It's a classic whodunnit(gamebook) with 180 references.On the back cover it boasts: It's someone different (the killer) every time you play!Except that there are only six suspects,so there are only six different games.
But it still sounds interesting,right?The paths are probably intertwined with each other,making it like a mini Appointment with FEAR.Wrong.The six different games are like I said,different.Totally different.So it's actually six different gamebooks with the same plot combined into one book.Still not too bad,right?

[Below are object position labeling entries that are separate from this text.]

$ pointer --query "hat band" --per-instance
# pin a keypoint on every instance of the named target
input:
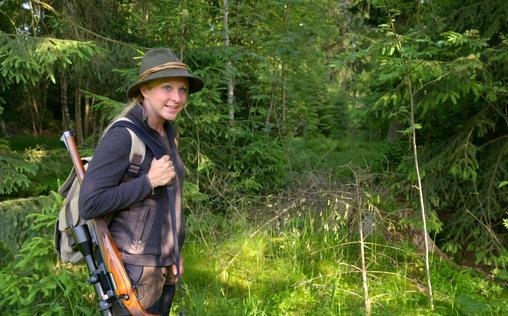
(170, 65)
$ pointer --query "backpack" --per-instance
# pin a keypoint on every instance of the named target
(68, 216)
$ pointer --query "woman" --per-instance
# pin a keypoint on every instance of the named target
(140, 207)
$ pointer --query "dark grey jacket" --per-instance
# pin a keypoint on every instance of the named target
(141, 216)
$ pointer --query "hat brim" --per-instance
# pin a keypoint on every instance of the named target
(195, 83)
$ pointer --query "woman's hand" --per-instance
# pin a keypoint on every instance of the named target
(161, 171)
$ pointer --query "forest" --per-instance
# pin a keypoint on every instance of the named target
(345, 157)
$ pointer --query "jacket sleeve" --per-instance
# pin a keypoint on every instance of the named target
(104, 190)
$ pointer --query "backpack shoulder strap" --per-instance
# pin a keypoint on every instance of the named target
(138, 147)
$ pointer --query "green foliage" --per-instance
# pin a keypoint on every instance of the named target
(31, 171)
(27, 61)
(15, 169)
(459, 100)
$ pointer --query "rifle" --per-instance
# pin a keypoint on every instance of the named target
(107, 274)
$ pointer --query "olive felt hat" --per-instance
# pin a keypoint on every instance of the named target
(160, 63)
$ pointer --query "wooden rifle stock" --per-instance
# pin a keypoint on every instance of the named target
(111, 256)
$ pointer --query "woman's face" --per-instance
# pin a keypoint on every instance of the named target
(165, 98)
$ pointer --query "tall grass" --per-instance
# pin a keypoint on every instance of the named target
(307, 262)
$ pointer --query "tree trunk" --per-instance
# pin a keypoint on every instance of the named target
(66, 116)
(229, 65)
(77, 113)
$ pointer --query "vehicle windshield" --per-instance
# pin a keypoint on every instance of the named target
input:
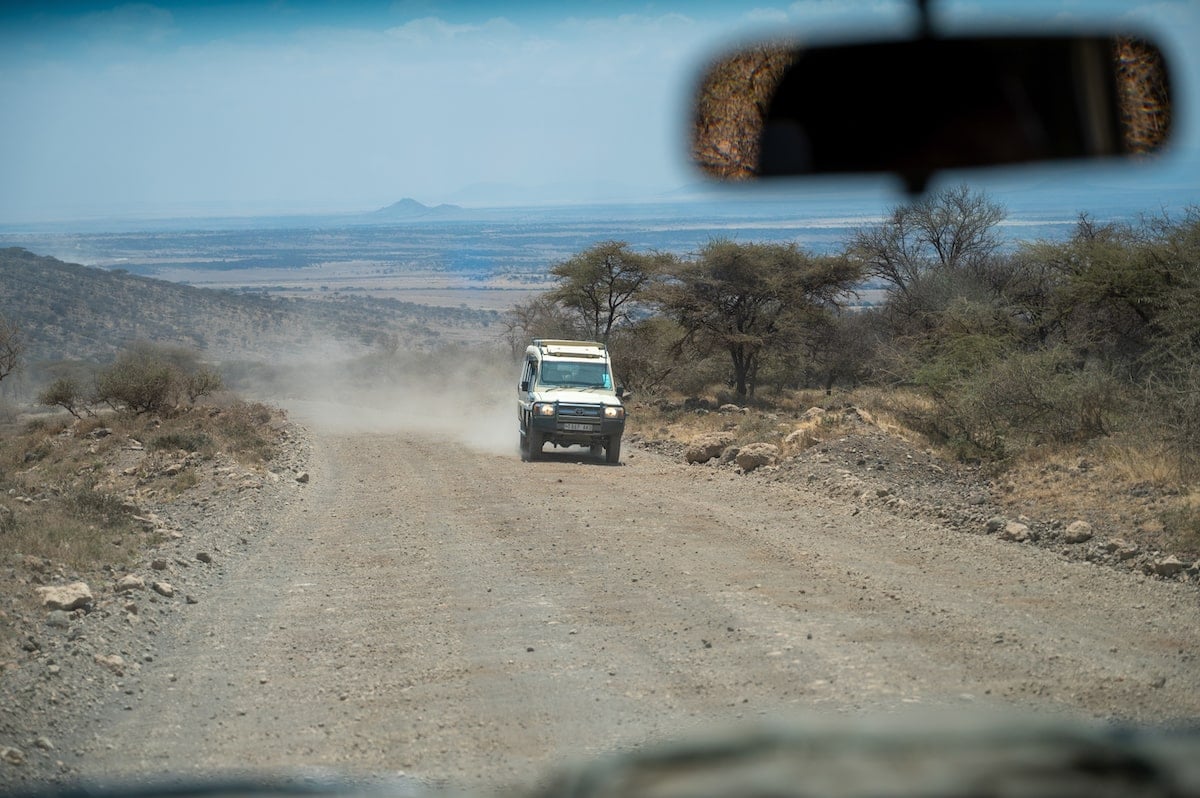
(280, 285)
(575, 375)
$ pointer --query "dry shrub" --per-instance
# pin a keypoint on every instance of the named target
(83, 529)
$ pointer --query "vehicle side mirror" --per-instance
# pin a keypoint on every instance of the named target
(916, 107)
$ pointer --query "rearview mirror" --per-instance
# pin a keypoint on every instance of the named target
(917, 107)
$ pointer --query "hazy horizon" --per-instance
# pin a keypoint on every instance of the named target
(171, 109)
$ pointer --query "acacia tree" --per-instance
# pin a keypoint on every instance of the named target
(604, 283)
(11, 348)
(952, 229)
(753, 299)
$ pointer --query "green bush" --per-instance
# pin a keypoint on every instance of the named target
(185, 441)
(67, 394)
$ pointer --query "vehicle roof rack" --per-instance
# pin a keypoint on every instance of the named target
(570, 348)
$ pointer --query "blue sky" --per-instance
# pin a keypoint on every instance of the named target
(171, 108)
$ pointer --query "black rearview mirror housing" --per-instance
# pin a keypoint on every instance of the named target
(918, 107)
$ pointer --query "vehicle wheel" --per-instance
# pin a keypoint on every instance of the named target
(612, 451)
(535, 442)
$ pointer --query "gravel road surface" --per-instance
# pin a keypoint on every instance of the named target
(419, 607)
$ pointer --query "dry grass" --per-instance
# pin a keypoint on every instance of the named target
(1126, 487)
(60, 495)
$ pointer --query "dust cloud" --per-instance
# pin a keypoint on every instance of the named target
(463, 395)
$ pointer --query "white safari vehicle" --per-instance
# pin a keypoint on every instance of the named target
(567, 397)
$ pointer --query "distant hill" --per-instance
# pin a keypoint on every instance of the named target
(71, 312)
(411, 209)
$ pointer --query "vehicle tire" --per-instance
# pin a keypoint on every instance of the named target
(612, 451)
(535, 442)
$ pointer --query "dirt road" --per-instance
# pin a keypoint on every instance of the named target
(471, 619)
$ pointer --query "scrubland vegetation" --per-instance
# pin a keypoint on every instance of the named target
(66, 495)
(1013, 358)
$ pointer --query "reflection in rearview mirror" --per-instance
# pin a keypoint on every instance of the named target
(917, 107)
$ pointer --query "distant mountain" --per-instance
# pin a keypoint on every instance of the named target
(409, 208)
(66, 311)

Wrong.There is absolutely no deduction in the story,only memorisation.Then it asks you something from previous paragraphs that you did not think to memorise,a bit like details of some items in Curse of the Mummy.If you get it wrong,the murderer tries to kill you.If you get it right you get a clue.This is the part where you compare and delete,not deduce.For example the clue is:A short person could not have reached the shelf.Then you compare to the details of each person and cancel the one who is short,because he is not the murderer.And so on until you reach the end.
If you collected all the clues,you should be able to guess who it is easily.If not,too bad.Even if you win,the book doesn't state the murderer's motive.
If you've read until here,you'll probably realised that I don't like this book.You're right.The only good thing about this book is that it is small and portable.But it's so bad,you probably wouldn't even want to bring it along with you.
Don't let this review stop you from buying it.You may find it interesting.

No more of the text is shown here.